Other reporting has added to the scrutiny. Reuters reported that Meta at one point used copyrighted books for AI training despite its own lawyers' warnings. The source article also says there is evidence that Runway sourced Netflix and Disney movies to train video-generating systems, and that OpenAI reportedly transcribed YouTube videos without creators' knowledge to develop models, including GPT-4.
What Could Happen Next
AB 2013 could make AI training data disclosure a practical compliance issue, not just a public debate. If the law is not challenged or stayed, companies covered by it will need to decide how to publish summaries by the January 2026 deadline.
The outcome may depend partly on the courts. The source article notes that courts could side with fair use arguments and decide that generative AI is sufficiently transformative, rather than the kind of plagiarism system alleged by The New York Times and other plaintiffs.

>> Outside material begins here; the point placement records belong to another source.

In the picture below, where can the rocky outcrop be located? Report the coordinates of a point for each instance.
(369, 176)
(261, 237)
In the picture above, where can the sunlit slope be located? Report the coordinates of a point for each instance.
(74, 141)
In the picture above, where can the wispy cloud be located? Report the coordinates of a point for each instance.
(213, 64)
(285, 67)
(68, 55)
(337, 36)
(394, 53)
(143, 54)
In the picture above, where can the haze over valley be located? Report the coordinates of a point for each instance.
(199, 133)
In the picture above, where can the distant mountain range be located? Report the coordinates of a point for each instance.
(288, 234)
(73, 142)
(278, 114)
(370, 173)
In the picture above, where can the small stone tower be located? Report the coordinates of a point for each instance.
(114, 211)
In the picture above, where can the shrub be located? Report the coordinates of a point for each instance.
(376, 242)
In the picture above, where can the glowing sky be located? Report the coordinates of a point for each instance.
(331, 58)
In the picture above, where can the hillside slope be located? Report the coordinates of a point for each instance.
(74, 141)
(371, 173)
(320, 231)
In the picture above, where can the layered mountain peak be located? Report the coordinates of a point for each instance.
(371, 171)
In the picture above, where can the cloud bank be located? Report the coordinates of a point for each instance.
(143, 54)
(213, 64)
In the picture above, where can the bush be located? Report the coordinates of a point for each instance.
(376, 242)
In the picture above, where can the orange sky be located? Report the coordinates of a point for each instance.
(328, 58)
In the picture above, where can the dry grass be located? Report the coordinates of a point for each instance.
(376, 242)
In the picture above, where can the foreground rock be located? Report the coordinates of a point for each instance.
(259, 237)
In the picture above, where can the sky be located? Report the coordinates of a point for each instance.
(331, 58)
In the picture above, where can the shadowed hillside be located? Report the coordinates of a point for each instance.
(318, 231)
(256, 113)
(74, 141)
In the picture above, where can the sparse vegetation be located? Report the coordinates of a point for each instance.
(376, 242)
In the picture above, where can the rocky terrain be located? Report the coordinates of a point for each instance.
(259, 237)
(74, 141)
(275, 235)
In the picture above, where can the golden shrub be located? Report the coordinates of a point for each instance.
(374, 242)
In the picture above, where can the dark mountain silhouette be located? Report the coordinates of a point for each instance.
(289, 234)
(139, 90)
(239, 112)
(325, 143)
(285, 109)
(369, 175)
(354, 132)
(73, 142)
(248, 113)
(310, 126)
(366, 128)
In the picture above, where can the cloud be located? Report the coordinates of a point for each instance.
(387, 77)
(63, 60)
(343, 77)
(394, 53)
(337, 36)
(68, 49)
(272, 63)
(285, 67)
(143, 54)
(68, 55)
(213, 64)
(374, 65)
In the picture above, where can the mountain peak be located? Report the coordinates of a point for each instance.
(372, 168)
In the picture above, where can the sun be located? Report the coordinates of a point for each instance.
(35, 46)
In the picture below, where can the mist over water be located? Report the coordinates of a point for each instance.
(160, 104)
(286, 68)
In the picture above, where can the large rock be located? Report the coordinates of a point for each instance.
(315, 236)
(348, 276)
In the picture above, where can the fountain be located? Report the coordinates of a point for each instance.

There are also more dramatic possibilities. Some vendors could withhold certain models in California. Others could release versions for Californians that are trained only on fair use and licensed data sets. For companies concerned about lawsuits, avoiding disclosures that create new claims may look safer than publishing details about contested training data.
For users, developers and rights holders, the core issue is simple. AB 2013 asks AI companies to explain, at a high level, what went into the systems they sell or make available. The answers, when they arrive, could show how much of the generative AI industry is ready to make training data transparency part of doing business.